High-volume, low-cost services reflect most unnecessary medical spending, study suggests

Morgan Haefner -

Healthcare services costing $538 or less were administered much more frequently than services exceeding that cost, according to a study published in Health Affairs.

For the study, researchers — led by John Mafi, MD, an assistant professor of medicine at the University of California, Los Angeles, and a natural scientist in health policy at the RAND Corporation — analyzed data for 44 low-value health services in 2014. Study authors used data from the Virginia All Payer Claims Database, which comprised administrative claims related to 5.5 million state residents insured under fee-for-service plans in 2014.

Here are four findings from the study.

1. The healthcare services examined in the study were administered to Virginia residents 5.4 million times. Of those instances, 1.7 million were low-value services, or services providing no net health benefit in certain clinical situations.
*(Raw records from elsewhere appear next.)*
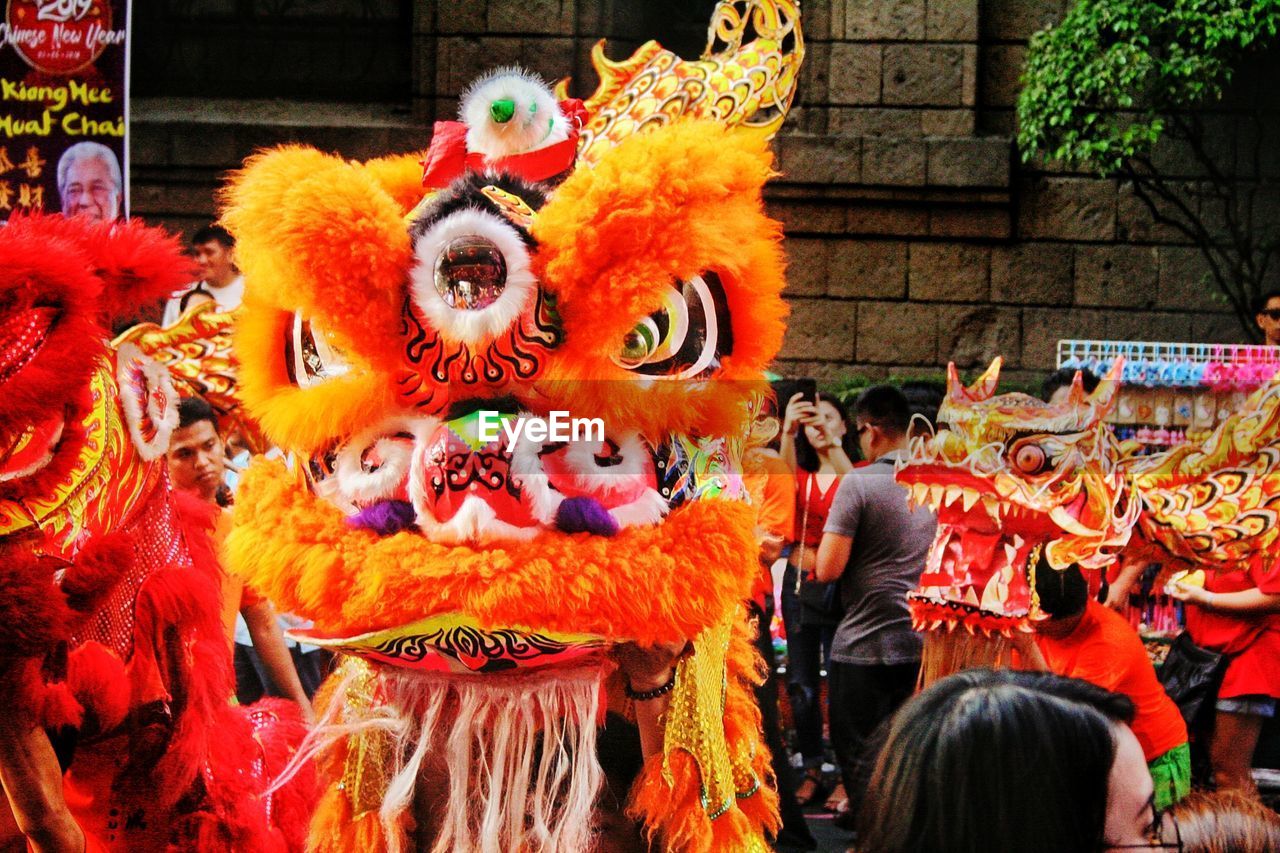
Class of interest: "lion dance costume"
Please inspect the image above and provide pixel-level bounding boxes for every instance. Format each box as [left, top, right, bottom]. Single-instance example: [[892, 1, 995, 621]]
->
[[0, 216, 310, 850], [897, 359, 1280, 680], [223, 0, 801, 850]]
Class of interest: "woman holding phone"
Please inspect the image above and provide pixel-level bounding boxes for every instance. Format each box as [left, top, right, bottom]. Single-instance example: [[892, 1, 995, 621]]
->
[[780, 379, 854, 804]]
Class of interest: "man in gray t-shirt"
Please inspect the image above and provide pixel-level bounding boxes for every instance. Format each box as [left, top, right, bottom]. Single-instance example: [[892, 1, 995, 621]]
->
[[815, 386, 937, 815]]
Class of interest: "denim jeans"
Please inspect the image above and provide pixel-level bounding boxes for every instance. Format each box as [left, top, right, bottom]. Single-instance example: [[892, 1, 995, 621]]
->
[[782, 565, 836, 767]]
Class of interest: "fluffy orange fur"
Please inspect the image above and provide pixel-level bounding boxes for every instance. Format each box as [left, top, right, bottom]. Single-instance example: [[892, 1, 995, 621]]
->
[[225, 461, 756, 643], [365, 151, 426, 214], [223, 147, 412, 369], [233, 302, 396, 455], [532, 120, 786, 435]]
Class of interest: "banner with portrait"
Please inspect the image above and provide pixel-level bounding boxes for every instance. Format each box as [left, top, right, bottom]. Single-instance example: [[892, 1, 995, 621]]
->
[[0, 0, 129, 220]]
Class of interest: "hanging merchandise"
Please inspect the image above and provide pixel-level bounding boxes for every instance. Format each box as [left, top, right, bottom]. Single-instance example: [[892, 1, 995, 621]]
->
[[1057, 339, 1280, 453]]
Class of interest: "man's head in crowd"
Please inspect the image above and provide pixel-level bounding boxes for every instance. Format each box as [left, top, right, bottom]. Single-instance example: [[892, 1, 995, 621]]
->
[[1036, 556, 1089, 639], [1253, 291, 1280, 347], [191, 225, 238, 287], [58, 142, 124, 220], [1041, 368, 1101, 406], [854, 386, 911, 462], [166, 397, 227, 501]]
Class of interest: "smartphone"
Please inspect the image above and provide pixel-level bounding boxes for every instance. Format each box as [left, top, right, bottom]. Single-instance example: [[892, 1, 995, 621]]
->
[[771, 378, 818, 411]]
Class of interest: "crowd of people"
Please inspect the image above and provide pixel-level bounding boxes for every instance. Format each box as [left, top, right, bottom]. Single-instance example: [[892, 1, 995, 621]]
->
[[758, 324, 1280, 850], [10, 206, 1280, 853]]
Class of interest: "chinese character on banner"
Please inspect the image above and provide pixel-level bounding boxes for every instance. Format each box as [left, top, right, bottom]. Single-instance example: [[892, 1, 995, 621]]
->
[[0, 0, 131, 222], [19, 145, 45, 181], [18, 183, 45, 210]]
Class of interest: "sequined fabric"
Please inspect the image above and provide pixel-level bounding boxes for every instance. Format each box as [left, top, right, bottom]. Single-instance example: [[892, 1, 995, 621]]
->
[[335, 658, 394, 821], [662, 620, 760, 820], [72, 482, 192, 661]]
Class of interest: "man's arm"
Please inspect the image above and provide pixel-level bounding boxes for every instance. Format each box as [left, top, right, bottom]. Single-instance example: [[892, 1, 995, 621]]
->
[[813, 533, 854, 583], [1103, 556, 1148, 610], [1167, 583, 1280, 616], [241, 598, 314, 721]]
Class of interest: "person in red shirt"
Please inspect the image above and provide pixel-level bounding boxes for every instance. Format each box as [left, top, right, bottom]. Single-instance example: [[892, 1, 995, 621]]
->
[[780, 392, 856, 807], [1169, 557, 1280, 797], [1014, 557, 1192, 809]]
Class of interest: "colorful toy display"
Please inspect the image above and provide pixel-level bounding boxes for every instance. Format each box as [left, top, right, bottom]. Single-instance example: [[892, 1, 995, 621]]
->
[[897, 359, 1280, 679], [0, 216, 310, 850], [223, 0, 803, 850]]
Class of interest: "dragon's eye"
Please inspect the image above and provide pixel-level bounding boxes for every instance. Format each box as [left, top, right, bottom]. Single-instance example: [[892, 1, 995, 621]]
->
[[1012, 444, 1048, 474], [618, 316, 662, 368]]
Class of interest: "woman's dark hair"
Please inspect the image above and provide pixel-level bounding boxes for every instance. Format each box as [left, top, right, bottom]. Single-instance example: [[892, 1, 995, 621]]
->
[[796, 391, 858, 474], [858, 670, 1133, 853], [900, 379, 947, 427], [178, 397, 219, 433]]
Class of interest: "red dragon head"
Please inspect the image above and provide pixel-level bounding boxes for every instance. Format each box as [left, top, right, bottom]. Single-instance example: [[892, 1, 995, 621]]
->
[[897, 359, 1140, 634]]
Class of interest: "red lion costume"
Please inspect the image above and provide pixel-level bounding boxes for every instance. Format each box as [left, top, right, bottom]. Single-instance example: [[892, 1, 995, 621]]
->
[[0, 216, 310, 850]]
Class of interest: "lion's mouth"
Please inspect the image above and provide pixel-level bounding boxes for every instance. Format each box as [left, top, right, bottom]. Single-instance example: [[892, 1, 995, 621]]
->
[[0, 412, 67, 483], [325, 401, 680, 544]]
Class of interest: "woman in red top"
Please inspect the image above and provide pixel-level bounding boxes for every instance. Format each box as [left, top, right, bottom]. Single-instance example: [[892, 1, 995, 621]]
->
[[780, 393, 852, 804], [1170, 556, 1280, 797]]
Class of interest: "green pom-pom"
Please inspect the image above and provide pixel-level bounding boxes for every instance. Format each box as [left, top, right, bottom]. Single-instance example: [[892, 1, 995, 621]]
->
[[489, 97, 516, 124]]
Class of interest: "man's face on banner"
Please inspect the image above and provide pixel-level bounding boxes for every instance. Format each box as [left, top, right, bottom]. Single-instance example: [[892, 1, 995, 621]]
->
[[63, 156, 120, 219]]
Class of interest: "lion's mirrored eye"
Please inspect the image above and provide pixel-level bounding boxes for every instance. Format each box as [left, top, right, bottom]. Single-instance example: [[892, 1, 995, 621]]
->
[[613, 273, 733, 379], [284, 314, 351, 388], [435, 234, 507, 311], [1011, 443, 1050, 475]]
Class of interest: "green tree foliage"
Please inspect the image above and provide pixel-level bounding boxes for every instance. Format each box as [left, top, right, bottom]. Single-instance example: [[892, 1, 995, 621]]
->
[[1018, 0, 1280, 334]]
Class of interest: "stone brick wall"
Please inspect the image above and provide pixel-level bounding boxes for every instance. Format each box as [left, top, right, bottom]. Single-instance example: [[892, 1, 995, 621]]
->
[[133, 0, 1280, 378]]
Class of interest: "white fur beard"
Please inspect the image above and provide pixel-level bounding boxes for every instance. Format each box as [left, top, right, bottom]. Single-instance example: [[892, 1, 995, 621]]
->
[[284, 665, 604, 853]]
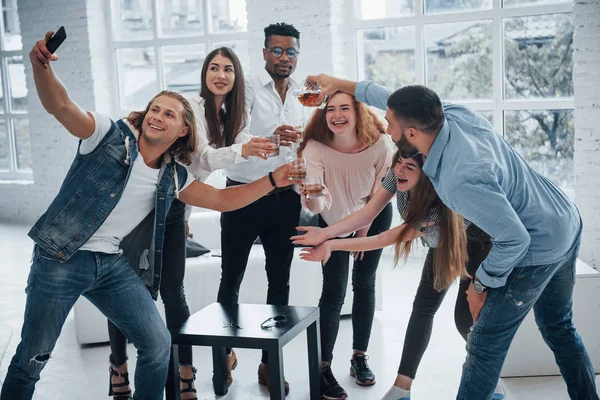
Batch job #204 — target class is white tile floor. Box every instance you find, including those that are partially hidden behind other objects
[0,224,596,400]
Among these unnecessary, low-value services, 93 percent were low cost and 7 percent were high cost.

2. In total, $586 million was spent unnecessarily on low-value services in 2014, according to the researchers. This accounted for approximately 2.1 percent of Virginia's healthcare costs.

3. For Virginia in 2014, costs associated with the low-cost, low-value services represented 65 percent of costs, or $381 million. This is compared to high-cost and low-value services, which reflected 35 percent of expenses, or $205 million.

4. In addition, six of the 10 most expensive low-value services were low cost. "For example, low-cost preoperative lab testing for low-risk patients undergoing low-risk surgery accounted for nearly half of unnecessary spending," the authors noted.

"Instead of pursuing a politically charged strategy to reduce the use of high-profile and higher-cost low-value services, an alternative approach that initially targets the reduction of high-volume and less costly items might be a more strategic way to catalyze the movement to tackle the problem of low-value care," the researchers concluded. "These findings also suggest that in the aggregate, minor actions by all clinicians can have a sizable impact on reducing unnecessary healthcare spending."